PARIS — Seventy-one-year-old French scripter Jean-Claude Carriere hears his baby cry, shakes his head and smiles: “She was born in February just about the same time ‘Birth’ began shooting. Not only that, but Jonathan Glazer (pic’s helmer) has also just had a baby. If you put something like that in a film, nobody would believe it.”
In a curious twist, co-writers Carriere and Glazer both became fathers only days before “Birth,” starring Nicole Kidman, Danny Huston and Lauren Bacall, started shooting in New York last month. The $23 million pic is being produced by Fine Line Features and distributed in the U.S. by New Line Cinema.
The only foreign-language writer ever to be awarded the Writers Guild of America, West’s Screen Laurel Award (in 2000), Carriere’s scripting is more in demand than ever:
He co-wrote “Birth” with Milo Addica and Glazer, from the British helmer’s original idea about a 10-year-old boy who pretends to be the dead husband of a woman in her 30s.
He also recently finished co-writing a second draft of Milos Forman’s next projected pic — an adaptation of Hungarian author Sandor Marai’s novel “Embers.” (According to Carriere, Sean Connery has agreed in principle to play a lead role in the film.)
And he is awaiting the call to start work on Israeli helmer Amos Gitai’s next film.
Carriere and Forman have been friends for 40 years, and earlier co-wrote two pics: 1971’s “Taking Off” and 1989’s “Valmont.”
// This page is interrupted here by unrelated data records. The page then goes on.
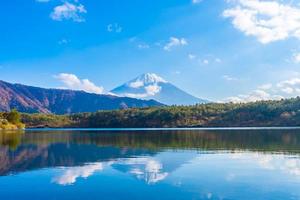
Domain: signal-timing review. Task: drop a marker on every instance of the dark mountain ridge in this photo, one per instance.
(34, 99)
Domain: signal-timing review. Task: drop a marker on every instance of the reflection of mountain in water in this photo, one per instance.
(130, 152)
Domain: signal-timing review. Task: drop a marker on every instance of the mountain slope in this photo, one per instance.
(151, 86)
(33, 99)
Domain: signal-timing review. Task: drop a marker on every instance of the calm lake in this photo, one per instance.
(150, 164)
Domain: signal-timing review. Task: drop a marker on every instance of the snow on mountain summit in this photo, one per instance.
(152, 86)
(145, 79)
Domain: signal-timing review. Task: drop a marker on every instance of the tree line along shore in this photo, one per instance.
(257, 114)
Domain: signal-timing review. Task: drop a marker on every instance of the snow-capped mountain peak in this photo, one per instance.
(145, 80)
(152, 86)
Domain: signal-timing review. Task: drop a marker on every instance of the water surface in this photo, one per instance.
(157, 164)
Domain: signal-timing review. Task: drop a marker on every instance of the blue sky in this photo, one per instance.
(221, 50)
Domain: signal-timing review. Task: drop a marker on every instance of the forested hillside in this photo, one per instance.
(264, 113)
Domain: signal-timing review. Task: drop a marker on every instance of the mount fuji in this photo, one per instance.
(151, 86)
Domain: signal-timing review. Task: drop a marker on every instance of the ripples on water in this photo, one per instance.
(169, 164)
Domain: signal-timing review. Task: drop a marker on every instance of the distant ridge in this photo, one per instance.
(34, 99)
(152, 86)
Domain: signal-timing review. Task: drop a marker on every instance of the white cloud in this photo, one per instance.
(68, 11)
(63, 41)
(70, 175)
(205, 61)
(229, 78)
(296, 58)
(268, 21)
(196, 1)
(143, 46)
(291, 86)
(256, 95)
(173, 42)
(42, 1)
(152, 89)
(147, 169)
(283, 89)
(192, 56)
(114, 28)
(71, 81)
(136, 84)
(266, 86)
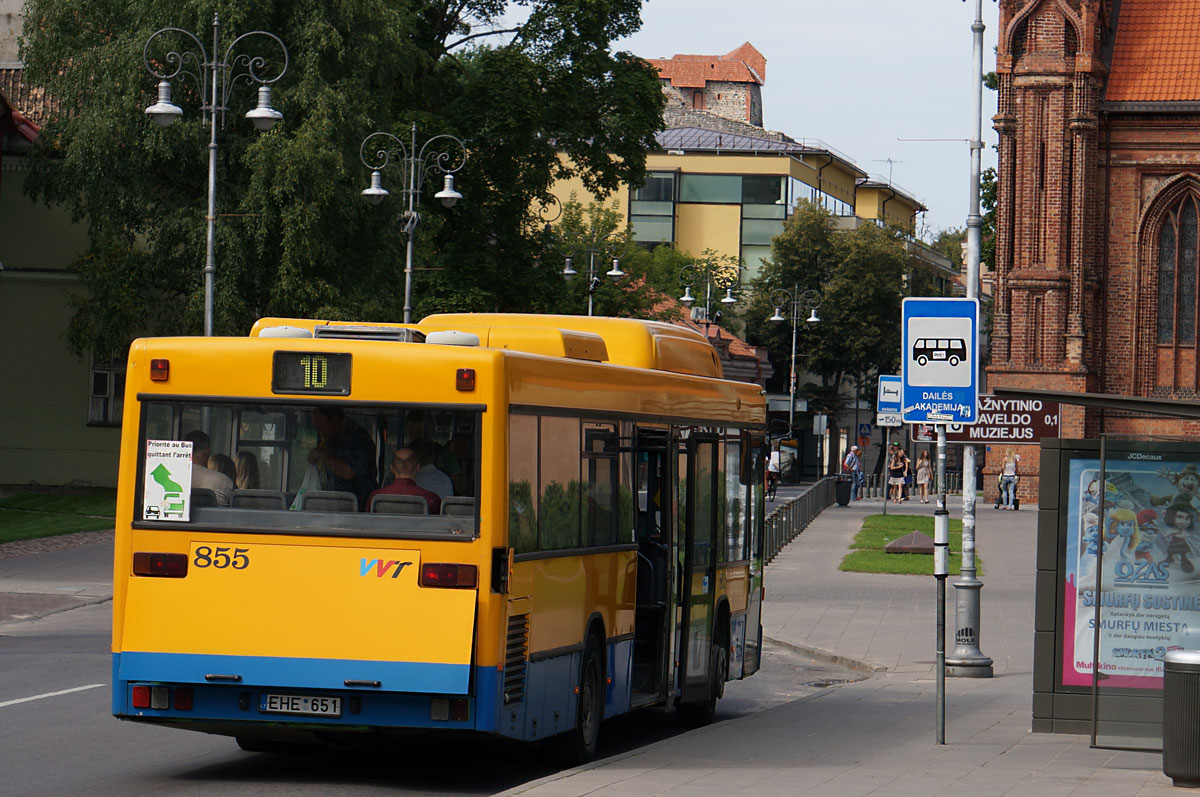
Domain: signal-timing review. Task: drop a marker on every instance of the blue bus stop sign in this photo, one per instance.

The writing partnership between helmer and scripter is just one of several that Carriere has successfully nurtured over a movie career spanning more than four decades and more than 100 writing credits.
“The paradox of the screenwriter is that he must give everything he has — time, talent, work, ideas — to the work of somebody else, namely the director,” Carriere says.
Carriere’s 19-year on-off working relationship with Luis Bunuel spawned six classics, among them “The Discreet Charm of the Bourgeoisie” (1972), which received the Academy Award for best foreign-language film, and “That Obscure Object of Desire” (1977), nominated for a best screenplay Oscar.
And, since 1973, the scripter has sustained a parallel career writing for the stage in partnership with British playwright-director Peter Brook. The two men spent 11 years researching and writing a stage version, then TV version, of “The Mahabharata.”
“Once you go to work for someone like Bunuel or Peter Brook, it’s like going to the finals of the Olympic Games,” Carriere says. “You must be in perfect shape, totally devoted to what you do and as acute as possible. If not, the other will notice immediately that you are not up to it and you will be eliminated.”
Carriere also has penned several novels and nonfiction books including a definitive collection of interviews with the Dalai Lama called “Compassion: Dialogues on Life Today.”
Born in the heart of France’s southern Languedoc region, Carriere grew up with dirt under his fingernails helping his father cultivate the family vineyard. At 20, he entered the prestigious L’Ecole Normale Superieur in Paris, where he studied literature and history. He credits his success to the fact that he was pushed so hard by his teachers.
“I was taught how to be productive in my work — it’s difficult to explain: What is it to work? To concentrate, not to lose time, to go directly to the main point, to know how to use a library and especially how to work with other people.”
After a two-year stint in the French air force fighting in France’s war against Algeria, Carriere received his first break in 1967 when he won a competition to write a novelized version of Jacques Tati’s “Mr. Houlot’s Holiday.”
At the same time he also struck up his first screenwriting alliance with Tati’s assistant, Pierre Etaix. Carriere and Etaix had instant success with their first short film, 1962’s “Happy Birthday,” (Heureux anniversaire) which they co-wrote and co-directed — and for which they won a best short-subject Oscar.
So it’s not the first time, by a long shot, that he has nurtured a small thing and seen big results — be it a baby, a short or the twinkling of a script idea.